Surely nobody could in all honesty conflate a nun's habit with the compulsory full-face covering of some islamist sects?

Bearhunter said...

"It's not just a choice, it's a lifelong commitment..."

Or at least until they stopped making wearing the habit compulsory. It's amazing how many nuns switched back to civvies when the chance arose. I'm not questioning their devotion, by the way, just pointing out that many nuns clearly didn't see the wearing of the habit as a "lifelong commitment".

scrubone said...

Interesting comments in that first quote.

I was recently listening to a series of interview with a fellow called Abdul Saleeb entitled "The Dark Side of Islam".

He pointed out every time Christianity goes back to it's roots, society becomes more peaceful and caring. When Islam goes back to it's roots, it becomes more oppressive and violent.

Seán said...

Hi Lucyna - I would like to point out that I agree with both the content and intent of your post.

But I would like to digress a bit from the first external quote you make. "...But when we see a Muslim woman who is covered – it is associated with terrorism and oppression."

I am not sure how true this is, probably not much, but I would like to state that if a Muslim woman wants to wear this garb then this is a personal choice I can respect. Of course, this cover private and general public environments, but it is important to note that in our Western society the wearer must be aware of the local customs and traditions which do not normally include the wearing of such attire. What this means is that our society is not used to such attire, but it is not just about clothing, but moreso the covering of the face. So when such a person enters a interactive situation like a job interview, or court appearance, they would do well to become aware of the local customs and adjust accordingly. To expect the local society to naturally and automatically accommodate their non-local customs is just plain unreasonable.
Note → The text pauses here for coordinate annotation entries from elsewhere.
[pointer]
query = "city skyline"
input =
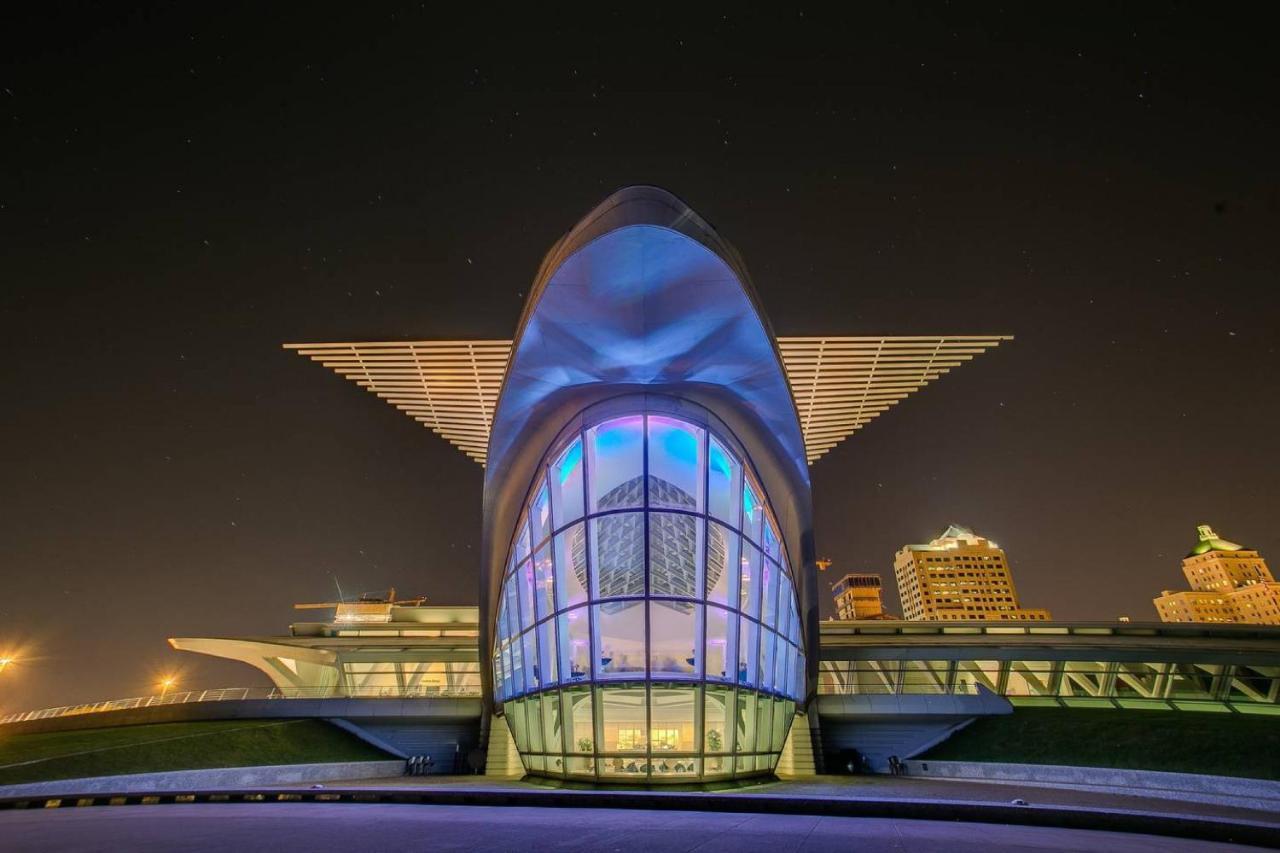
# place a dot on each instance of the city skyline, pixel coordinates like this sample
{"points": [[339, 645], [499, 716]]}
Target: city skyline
{"points": [[173, 473]]}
The opposite is true of course in that (Western) foreigners must at least understand and respect the local customs of the (non-Western) society they enter, but it would also be nice for that society to respect the wishes of the foreigner in a private capacity.

The reasons for giving a nun the respect mentioned you have covered already. It is less to do with the dress, and more to do with the practice. But back to the quote it would be foolish to automatically associate a Muslim woman in her local dress with terrorism and oppression; it's naive in fact. We should allow her the freedoms we offer in our society, but conversely she needs to be aware of the cultural norms present and adjust accordingly. It's by making efforts to fit in to the new society that makes their presence all the more accommodating.